Fact is, the Z28 is darned exotic itself for a car that is as American as Bob Dole and "Wheel of Fortune." For a $19,390 base price you get a well-designed, well-screwed-together performance car that will leave the new and much pricier BMW Z3 eating your gravel. You would not only catch James Bond with the Camaro, you would drive right over him.
As is the usual case with media vehicles, my test car came with a host of options that boosted the bottom line to $23,956, but I wouldn't want to go without any of them.
The six-way power driver's seat was $270; body side molding added $60; carpets were $15; something called "acceleration slip regulation" (traction control) was $450; upgraded and super-beefy HW4 tires added $225; a Delco-Bose CD stereo was another $606 and a $1,266 "preferred equipment group" added cruise control, remote hatch release, fog lamps, power windows/doors/mirrors; leather steering wheel; remote keyless entry and theft alarm. Destination charge was $505.
Fuel mileage is not that bad for a V8 powered performance car. The Z28 is rated at 16 mpg city and 27 highway for a combined 20 mpg. That's with the manual transmission. With the automatic, it's rated at 17 city, 25 highway and also 20 combined.
But I wouldn't be surprised if you didn't get a little better mileage with the automatic. That's because the manual tranny has a lockout device that, if you don't accelerate hard in first gear, it defaults the shifter over and down into fourth gear instead of second.

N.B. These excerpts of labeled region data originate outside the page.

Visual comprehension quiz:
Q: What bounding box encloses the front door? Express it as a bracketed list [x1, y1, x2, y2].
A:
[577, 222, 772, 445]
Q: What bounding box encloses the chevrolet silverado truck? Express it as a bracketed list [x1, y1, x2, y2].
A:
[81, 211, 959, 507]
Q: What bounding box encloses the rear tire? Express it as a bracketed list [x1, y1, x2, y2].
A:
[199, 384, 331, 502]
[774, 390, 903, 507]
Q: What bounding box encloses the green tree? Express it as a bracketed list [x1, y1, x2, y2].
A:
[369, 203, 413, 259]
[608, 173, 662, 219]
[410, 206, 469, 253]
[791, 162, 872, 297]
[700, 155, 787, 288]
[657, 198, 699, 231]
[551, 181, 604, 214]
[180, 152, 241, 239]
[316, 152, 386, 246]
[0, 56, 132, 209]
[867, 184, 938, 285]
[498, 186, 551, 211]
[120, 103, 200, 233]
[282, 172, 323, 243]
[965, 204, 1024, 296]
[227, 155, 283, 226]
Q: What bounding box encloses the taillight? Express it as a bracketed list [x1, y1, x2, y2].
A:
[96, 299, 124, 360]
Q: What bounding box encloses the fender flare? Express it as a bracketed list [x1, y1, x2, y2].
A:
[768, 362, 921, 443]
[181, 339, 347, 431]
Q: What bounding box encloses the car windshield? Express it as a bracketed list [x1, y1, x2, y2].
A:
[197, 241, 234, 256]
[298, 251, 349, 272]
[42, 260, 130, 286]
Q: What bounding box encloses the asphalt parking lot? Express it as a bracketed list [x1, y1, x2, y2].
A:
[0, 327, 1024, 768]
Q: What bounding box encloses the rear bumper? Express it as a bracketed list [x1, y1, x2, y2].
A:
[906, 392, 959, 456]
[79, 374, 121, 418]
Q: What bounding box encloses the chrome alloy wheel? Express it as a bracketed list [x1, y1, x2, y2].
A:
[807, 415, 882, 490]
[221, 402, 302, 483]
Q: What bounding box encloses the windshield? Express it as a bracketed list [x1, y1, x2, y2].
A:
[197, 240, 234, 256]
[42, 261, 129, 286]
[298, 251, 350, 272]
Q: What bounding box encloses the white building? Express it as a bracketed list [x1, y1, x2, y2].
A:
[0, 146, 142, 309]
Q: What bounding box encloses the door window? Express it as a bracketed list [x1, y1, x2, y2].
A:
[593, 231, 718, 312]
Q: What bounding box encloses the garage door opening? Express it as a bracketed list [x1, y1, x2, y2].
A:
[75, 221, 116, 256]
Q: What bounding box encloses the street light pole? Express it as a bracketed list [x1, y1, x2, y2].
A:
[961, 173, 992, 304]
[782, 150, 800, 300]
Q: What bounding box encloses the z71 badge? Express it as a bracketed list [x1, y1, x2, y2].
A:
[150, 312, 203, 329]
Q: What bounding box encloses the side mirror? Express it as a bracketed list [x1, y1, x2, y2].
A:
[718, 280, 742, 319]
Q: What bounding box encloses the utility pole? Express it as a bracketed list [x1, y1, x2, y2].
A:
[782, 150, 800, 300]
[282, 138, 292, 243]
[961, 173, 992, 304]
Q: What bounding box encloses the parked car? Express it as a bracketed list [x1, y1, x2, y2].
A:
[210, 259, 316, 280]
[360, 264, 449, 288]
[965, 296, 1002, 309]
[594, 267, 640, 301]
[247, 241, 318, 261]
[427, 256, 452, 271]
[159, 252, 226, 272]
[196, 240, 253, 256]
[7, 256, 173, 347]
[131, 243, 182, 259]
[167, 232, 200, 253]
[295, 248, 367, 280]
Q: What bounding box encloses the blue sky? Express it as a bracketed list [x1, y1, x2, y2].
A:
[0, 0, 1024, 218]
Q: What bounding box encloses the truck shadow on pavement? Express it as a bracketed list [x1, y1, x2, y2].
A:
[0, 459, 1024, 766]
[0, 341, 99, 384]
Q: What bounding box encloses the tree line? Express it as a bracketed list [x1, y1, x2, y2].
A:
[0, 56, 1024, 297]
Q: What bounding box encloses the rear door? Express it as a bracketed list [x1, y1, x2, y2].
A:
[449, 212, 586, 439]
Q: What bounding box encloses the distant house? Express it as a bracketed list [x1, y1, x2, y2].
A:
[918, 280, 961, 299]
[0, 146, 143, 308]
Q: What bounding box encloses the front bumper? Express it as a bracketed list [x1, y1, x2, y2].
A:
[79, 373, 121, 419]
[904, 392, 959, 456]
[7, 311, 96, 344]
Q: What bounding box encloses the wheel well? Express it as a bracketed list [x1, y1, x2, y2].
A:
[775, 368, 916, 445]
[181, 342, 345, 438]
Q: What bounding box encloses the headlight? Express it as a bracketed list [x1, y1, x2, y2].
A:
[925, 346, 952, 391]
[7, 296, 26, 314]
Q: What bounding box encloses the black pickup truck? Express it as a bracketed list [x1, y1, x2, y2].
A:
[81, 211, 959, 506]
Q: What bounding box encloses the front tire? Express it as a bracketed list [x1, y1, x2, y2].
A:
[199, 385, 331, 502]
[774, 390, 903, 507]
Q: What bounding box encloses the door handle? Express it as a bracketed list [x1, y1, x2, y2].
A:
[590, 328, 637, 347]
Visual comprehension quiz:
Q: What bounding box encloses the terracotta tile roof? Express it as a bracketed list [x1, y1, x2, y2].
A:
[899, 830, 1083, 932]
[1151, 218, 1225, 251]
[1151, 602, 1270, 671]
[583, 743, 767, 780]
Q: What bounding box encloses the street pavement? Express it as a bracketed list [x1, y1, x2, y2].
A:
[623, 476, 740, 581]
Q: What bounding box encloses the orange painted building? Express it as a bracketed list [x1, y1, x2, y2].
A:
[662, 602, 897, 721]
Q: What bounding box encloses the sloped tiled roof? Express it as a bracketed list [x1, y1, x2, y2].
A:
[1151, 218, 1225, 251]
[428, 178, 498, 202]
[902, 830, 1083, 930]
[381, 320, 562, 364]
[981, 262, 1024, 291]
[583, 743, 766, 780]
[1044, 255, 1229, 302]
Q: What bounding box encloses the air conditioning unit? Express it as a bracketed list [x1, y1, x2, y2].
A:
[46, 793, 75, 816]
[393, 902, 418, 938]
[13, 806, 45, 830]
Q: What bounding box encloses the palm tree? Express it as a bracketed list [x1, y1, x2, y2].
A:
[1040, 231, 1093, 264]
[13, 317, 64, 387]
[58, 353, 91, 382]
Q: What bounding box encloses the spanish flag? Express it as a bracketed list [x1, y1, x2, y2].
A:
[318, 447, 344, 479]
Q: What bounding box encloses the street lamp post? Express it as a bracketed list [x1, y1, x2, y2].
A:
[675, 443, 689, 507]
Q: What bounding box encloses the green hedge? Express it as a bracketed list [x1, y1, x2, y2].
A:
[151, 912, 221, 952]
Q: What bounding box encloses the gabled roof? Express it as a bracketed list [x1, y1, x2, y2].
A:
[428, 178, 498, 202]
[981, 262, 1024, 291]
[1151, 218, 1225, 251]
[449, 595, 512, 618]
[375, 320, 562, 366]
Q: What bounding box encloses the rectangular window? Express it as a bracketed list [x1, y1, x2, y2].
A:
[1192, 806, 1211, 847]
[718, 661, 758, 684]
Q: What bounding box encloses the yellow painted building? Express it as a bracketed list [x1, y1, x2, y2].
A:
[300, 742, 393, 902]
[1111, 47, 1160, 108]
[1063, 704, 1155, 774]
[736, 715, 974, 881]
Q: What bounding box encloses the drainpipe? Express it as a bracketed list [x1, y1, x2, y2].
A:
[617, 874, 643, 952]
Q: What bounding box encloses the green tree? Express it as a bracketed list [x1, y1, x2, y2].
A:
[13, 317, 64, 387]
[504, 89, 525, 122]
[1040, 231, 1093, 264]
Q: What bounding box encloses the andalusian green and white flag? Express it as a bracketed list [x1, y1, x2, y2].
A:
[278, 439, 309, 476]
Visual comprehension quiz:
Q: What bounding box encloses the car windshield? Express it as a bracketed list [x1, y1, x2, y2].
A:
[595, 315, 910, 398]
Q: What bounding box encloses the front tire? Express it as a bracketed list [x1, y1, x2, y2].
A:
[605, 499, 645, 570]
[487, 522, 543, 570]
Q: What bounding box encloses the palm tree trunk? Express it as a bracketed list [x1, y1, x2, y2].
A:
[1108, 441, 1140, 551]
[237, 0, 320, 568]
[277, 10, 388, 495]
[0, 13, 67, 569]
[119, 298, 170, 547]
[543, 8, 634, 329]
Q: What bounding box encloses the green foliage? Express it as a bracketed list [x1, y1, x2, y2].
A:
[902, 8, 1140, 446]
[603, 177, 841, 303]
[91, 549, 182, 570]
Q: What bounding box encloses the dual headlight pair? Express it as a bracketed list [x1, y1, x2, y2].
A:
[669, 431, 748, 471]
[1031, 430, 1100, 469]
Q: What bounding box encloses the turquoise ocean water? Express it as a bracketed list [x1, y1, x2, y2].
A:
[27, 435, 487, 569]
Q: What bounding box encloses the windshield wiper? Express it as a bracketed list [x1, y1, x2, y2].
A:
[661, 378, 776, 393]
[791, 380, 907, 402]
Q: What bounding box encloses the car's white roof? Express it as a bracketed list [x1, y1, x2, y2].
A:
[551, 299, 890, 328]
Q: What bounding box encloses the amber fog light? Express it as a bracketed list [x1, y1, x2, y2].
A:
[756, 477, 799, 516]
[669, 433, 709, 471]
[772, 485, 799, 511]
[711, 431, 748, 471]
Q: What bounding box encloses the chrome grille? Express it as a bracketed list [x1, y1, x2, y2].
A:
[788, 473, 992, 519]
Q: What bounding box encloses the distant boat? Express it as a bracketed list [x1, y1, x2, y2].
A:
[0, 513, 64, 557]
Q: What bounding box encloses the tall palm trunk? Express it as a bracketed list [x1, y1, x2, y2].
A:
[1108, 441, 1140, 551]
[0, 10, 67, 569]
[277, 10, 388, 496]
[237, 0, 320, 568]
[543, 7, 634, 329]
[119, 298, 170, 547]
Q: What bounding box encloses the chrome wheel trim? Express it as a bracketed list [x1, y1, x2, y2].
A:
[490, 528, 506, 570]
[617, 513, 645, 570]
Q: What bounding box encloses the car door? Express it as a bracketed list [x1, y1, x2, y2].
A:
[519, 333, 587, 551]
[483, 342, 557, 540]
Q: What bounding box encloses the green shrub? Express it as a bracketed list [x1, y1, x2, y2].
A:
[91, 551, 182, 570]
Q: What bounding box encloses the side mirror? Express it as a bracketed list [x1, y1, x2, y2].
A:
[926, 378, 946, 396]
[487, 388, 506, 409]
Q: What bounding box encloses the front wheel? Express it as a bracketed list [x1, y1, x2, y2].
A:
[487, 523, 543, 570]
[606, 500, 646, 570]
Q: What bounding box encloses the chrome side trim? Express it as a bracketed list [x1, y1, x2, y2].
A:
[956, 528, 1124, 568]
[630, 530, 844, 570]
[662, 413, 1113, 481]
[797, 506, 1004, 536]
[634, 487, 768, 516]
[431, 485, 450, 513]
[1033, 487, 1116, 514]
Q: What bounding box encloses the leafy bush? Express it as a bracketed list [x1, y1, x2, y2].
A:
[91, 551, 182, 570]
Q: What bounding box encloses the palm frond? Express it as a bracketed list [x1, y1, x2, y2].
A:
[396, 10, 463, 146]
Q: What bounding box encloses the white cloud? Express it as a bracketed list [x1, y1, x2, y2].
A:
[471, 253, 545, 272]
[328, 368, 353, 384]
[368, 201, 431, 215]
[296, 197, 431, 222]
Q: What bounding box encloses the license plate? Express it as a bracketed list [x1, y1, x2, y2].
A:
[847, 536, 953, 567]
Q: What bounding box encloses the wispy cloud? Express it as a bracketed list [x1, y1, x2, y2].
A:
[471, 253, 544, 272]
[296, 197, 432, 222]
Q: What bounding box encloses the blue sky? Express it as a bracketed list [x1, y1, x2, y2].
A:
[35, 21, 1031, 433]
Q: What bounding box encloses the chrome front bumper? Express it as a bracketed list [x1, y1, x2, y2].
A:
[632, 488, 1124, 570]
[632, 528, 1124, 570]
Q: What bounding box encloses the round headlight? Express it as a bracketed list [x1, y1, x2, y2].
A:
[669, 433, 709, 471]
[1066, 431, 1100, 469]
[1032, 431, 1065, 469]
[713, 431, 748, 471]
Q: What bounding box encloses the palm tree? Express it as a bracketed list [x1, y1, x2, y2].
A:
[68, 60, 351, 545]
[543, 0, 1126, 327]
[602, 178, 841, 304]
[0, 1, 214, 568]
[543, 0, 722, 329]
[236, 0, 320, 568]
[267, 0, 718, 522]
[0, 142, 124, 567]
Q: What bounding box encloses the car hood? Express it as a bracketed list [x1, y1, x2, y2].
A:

I don't care for this device, because it means you end up giving the accelerator an extra blast, whether you want to or not, to avoid having the bottom fall out when it shifts to fourth instead of second.
The rationale for this is to save fuel; going from first to fourth obviously avoids those extra revs as you wind through second and third gear. I understand the reasoning, but I still don't like it. Such a thing would not even be possible in most cars, of course, but the Z28 power plant is so awesomely torquey (a monster 325 foot-pounds of torque at 2,400 rpm) that a low-speed shift from first to fourth won't cause the car to buck or stall.
I found myself constantly working to defeat the thing, an exercise in frustration as I tried to force it into second, or went for third, instead, or accepted the shift to fourth and then immediately shifted back over to second. Sounds childish, I know, but that's what happens when a mechanical device tries to do my thinking for me. I rebel!
Chevy, listen to me, your six-speed manual is a wonderful transmission except for that "skip shift" device. If we want to save some gas we can decide for ourselves if we want to shift from first to fourth. We don't need Big Brother making the decision for us.
Whew. Glad I got that off my chest. I just bet Chevy takes my advice and eliminates the thing right away. (Of course I also believe in the Tooth Fairy and the Easter Bunny, so maybe I'm not the best judge.)
Bottom line: The 1996 Camaro Z28 is a great specialty car for special people. It's not the most practical transportation device, but with a trunk and at least a vestigial back seat it's not the least practical, either. The Z is a performance car and an image vehicle and that means there will be a price to pay in higher insurance rates and closer scrutiny from law enforcement personnel.
But if you just have to have one, nothing else will do.